Benini used economic and demographic empirical studies with the aim of constructing tools of general validity. In this context, we may include the study of the relations between the distribution of particular economic phenomena and the distribution of more general phenomena such as income or patrimony. His pioneering book Principles of Statistics (1906) contains his main contributions and successfully combines statistical methodology into a unified theory. In this way, Benini tried to give statistics an autonomous role in relation to economics, demography, and social sciences, with which it often became confused at the end of nineteenth and the beginning of the twentieth century. Among Benini's major original contributions we may mention, for example, the attraction indices, the extension to the patrimonies of the Paretian laws of income, and a probabilistic study of factors determining the proportion of the sexes in twins.

Benini was an Italian Academician (1932), an honorary member of ISTAT, a member of Istituto Veneto di Scienze Lettere ed Arti, and a member of the Italian Geographical Society.

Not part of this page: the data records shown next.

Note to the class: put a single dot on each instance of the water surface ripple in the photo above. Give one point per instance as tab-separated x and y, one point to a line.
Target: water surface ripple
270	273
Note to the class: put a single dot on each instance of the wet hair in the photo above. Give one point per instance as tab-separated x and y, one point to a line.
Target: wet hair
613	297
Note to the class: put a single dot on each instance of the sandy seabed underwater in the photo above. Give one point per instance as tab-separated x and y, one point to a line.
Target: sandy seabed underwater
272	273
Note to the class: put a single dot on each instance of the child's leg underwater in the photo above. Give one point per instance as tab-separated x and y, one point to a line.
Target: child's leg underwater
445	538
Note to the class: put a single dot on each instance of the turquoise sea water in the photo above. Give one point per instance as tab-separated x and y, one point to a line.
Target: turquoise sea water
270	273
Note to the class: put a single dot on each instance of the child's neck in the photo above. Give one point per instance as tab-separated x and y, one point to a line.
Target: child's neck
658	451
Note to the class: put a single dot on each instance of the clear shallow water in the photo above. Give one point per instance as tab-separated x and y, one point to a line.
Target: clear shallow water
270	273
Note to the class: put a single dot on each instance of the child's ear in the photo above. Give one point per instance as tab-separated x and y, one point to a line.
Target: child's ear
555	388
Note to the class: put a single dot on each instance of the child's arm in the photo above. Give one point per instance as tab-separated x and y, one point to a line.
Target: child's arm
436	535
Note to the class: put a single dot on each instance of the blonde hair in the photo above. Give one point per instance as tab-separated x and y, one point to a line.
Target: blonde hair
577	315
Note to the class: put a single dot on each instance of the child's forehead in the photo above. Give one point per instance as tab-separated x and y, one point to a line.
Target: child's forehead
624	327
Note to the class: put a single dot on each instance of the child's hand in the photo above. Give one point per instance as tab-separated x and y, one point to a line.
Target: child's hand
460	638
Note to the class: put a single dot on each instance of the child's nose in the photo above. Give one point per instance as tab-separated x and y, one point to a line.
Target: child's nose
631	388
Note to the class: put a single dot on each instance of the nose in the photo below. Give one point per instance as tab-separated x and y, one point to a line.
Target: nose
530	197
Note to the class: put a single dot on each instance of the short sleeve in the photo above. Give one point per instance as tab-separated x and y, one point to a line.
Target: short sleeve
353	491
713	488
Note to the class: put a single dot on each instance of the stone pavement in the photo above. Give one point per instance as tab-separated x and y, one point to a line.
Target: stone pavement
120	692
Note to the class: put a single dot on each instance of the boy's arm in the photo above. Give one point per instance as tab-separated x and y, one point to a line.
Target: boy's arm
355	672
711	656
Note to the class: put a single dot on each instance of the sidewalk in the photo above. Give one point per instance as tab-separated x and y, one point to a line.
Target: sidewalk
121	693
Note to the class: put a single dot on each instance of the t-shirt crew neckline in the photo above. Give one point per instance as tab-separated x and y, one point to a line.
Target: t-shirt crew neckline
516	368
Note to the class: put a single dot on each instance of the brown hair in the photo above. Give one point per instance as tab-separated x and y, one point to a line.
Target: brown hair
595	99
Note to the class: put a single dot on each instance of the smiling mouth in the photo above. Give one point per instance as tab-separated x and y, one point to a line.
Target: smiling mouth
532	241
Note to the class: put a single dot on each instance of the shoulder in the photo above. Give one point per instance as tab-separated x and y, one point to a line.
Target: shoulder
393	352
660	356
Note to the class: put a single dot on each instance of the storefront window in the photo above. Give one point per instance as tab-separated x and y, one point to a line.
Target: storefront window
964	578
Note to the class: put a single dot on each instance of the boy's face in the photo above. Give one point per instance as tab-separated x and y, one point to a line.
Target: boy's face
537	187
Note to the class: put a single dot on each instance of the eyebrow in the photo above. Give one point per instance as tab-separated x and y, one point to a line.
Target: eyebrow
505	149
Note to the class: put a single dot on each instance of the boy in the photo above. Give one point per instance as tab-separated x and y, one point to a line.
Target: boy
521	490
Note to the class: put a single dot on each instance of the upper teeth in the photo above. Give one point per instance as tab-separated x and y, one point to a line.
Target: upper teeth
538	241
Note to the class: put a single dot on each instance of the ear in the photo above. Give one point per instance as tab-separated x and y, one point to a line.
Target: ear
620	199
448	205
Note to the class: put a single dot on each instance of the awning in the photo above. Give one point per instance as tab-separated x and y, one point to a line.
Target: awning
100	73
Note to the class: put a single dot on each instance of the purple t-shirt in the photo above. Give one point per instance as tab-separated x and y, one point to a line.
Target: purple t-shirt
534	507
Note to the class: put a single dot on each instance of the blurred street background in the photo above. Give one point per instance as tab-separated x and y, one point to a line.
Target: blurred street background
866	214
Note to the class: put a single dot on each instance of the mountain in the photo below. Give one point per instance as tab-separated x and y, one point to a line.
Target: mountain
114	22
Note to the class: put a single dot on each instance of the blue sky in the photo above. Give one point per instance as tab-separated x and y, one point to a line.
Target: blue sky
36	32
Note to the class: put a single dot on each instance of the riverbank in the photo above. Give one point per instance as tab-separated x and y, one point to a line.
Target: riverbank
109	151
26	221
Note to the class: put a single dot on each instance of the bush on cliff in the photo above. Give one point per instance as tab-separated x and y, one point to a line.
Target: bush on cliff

He died in Rome.

==Publications==
A bibliography of Benini's publications lists 137 scientific works.

- La teoria dei prezzi e della circolazione monetaria(1888);
- Principî di demografia (1901);
- Principî di statistica metodologica (1905);
- Principles of Statistics (1906)
- Il campo normale di variabilità delle serie statistiche, (1908);
- Indagini di antropometria militare, (1897);
- Distribuzione probabile della ricchezza privata in Italia per classi di popolazione, (1894);
- Elementi di statistica metodologica demografica ed economica, Roma (1922);
- Le leggi statistiche e l'economia pura, Roma (1928);
- Lezioni di economia politica (1936);
- Dante tra gli splendori dei suoi enigmi risolti ed altri saggi,(1952).